Step Four: The New Kind of Companies and Businesses

It’s time to redefine business and financial success. A successful firm should be one that sells products to customers, pays decent wages to its employees (including pension, insurance, and vacations), and is founded on a balanced operation. A balanced operation means that the profits of a business cover all of its investments and expenses, but it does not profit beyond that.

In this way, the owners of such companies could afford to reduce the prices of their products to make the product affordable to many more people. If some profit still remains, it could be donated to a fund that helps guarantee that all people in the world have a good basic standard of living. To be sure, we are not talking about abstention or austerity. Quite the opposite, if all of the players change their financial mindset from maximum profit for themselves regardless of consequences, to earning as much as is required to live respectably, we will discover that the planet has many more resources to offer than we can actually use, and together all of us will prosper.

 

Much More Motivation and Satisfaction

How will owners of companies and their employees draw motivation to wake up in the morning and excel when no financial stimulus is involved? The answer is simple: The stimulus will stem from the new social standard—people and companies are appreciated according to their contribution to society. In this case, our natural urge to compete—with the benefit of society as our goal—will cause us to create a more just and equal society.

Let us clarify. Try to answer the following question: What do company owners gain by having additional zeros in their bank accounts? Do they actually use all the millions they have? Do they truly enjoy those added “zeros”? The satisfaction they draw from the zeros is purely conditional, dependent upon the sense of power and mainly respect that comes with wealth.

But what if company owners were to sense the same satisfaction they derive from excessive wealth, out of actions to benefit society? If society respected people who contribute to society and condemned people who exploited it, powerful people would naturally use their power to contribute to society, because we are all social beings and all of us, including company owners, are influenced by society. While this proposal may seem utopian, it can materialize if our environment begins to appreciate pro-social values.
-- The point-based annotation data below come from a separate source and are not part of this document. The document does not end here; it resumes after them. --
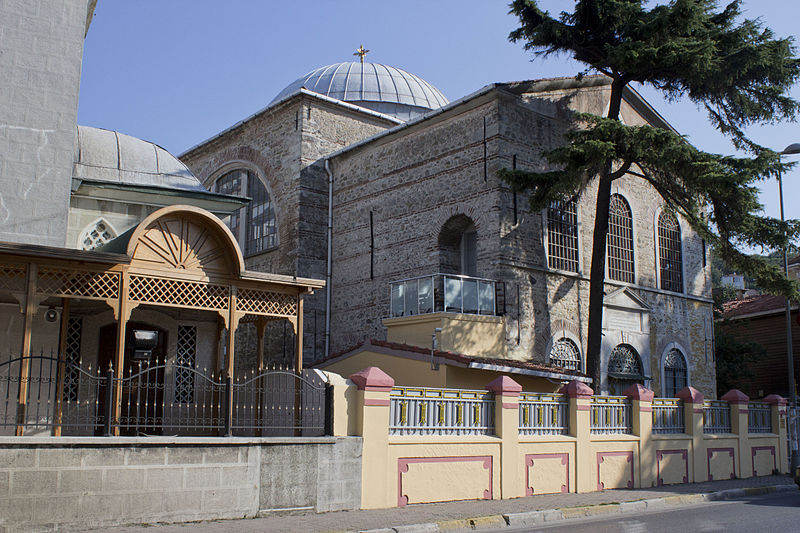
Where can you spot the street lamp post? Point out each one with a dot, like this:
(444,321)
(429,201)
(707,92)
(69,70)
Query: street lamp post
(795,457)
The bottom line is that capitalism should remain capitalism, but instead of trampling each other, we should compete in contributing the most to society and creating the best and most qualitative products for the best price, so that as many people as possible can enjoy them. Sir Richard Layard’s article titled “Now is the time for a less selfish capitalism,” published March 11, 2009 in The Financial Times, summed up quite well the new approach we have suggested here, where he writes, “We do need a more humane brand of capitalism, based not only on better regulation but on better value. We do not need a society based on Darwinian competition between individuals. Beyond subsistence, the best experience any society can provide is the feeling that other people are on your side. That is the kind of capitalism we want.”